From its very first frame, the film is riveting. The sets are sumptuously colored and extraordinarily intricate, often featuring dozens of people and objects, all moving and interacting with a kind of dreamlike realism. Adding to this effect is the tremendous costume work, which infuses each character with personality and an idealized coolness. Interestingly, the Xu brothers use this visual “coolness” to flick seamlessly between various genres, from wuxia to western to noir.
“Determined to show that he is the true heir of both the academy and his father’s martial lineage…”
Shao Dan’s cinematography further underscores the film’s visual identity. Throughout, the camera moves in a remarkably unrestrained way, exploring the sets like a bird in flight. During fight scenes, the camera becomes a sort of dance partner that revolves around the combatants, offering an intimate glimpse into every strike and action. And the film features dozens of immaculately choreographed and viscerally rendered battles. Heung and On are brutal and elegant, the fluidity of their pairing coming from years of training together. But the Xu brothers, seemingly displeased with adequacy, constantly intensify the complexity of the fights. Combined with its sheer beauty, these scenes become a banquet of classical aestheticism.

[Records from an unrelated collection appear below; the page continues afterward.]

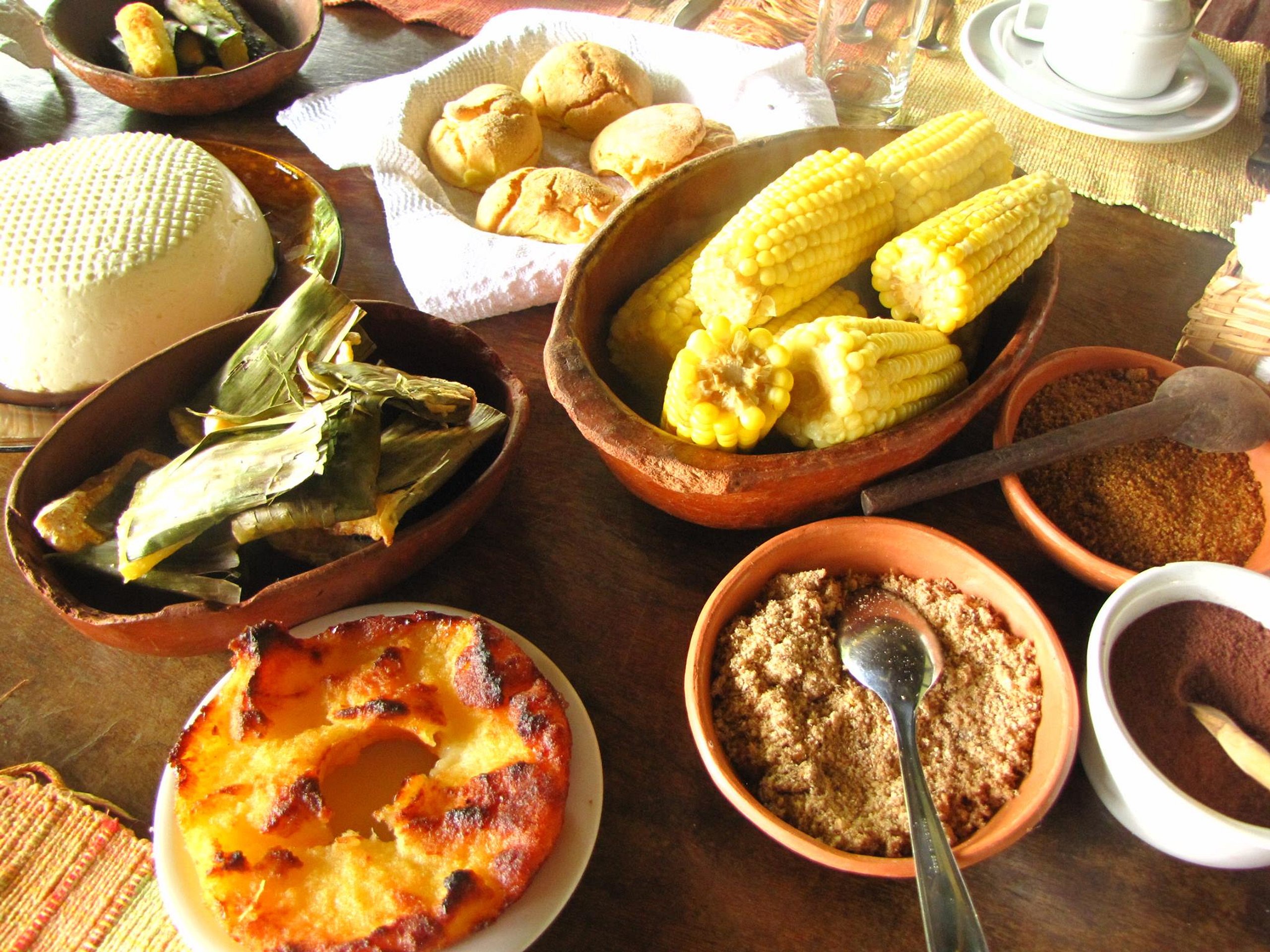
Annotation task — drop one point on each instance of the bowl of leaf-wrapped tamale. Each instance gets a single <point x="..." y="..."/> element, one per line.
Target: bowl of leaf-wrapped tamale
<point x="183" y="58"/>
<point x="278" y="466"/>
<point x="723" y="345"/>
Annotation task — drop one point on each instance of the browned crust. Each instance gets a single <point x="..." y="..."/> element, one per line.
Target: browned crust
<point x="517" y="809"/>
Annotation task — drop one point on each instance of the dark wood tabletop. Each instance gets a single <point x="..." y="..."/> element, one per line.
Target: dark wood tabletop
<point x="610" y="590"/>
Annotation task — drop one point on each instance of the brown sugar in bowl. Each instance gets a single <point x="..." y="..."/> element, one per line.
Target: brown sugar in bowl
<point x="79" y="32"/>
<point x="762" y="489"/>
<point x="132" y="411"/>
<point x="876" y="545"/>
<point x="1072" y="556"/>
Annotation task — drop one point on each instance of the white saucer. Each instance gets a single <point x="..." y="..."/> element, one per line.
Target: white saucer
<point x="518" y="926"/>
<point x="1028" y="69"/>
<point x="1210" y="112"/>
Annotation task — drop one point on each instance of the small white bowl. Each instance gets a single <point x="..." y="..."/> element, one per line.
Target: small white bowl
<point x="1136" y="792"/>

However, being a wuxia martial arts film, 100 Yards often over-relies on aged narrative beats. For a movie that aspires to expand kung fu cinema to the international market, some moments can seem nearly incoherent. While not poorly plotted by any means, the story is simply stretched too thin. And yet, this is the most nominal of criticisms, especially to those with knowledge of the genre.
100 Yards is undeniably excellent. Even more, it extends the legacy of the Bruce Lees, the Jackie Chans, and the Donnie Yens, all with sophistication, wit, and an enormous amount of style. Xu Haofeng and Xu Junfeng have composed a remarkably modern martial arts film. All at once, it pays homage to the past, faces the future, and revels in its own confident style.
100 Yards screened at the 2023 Toronto International Film Festival.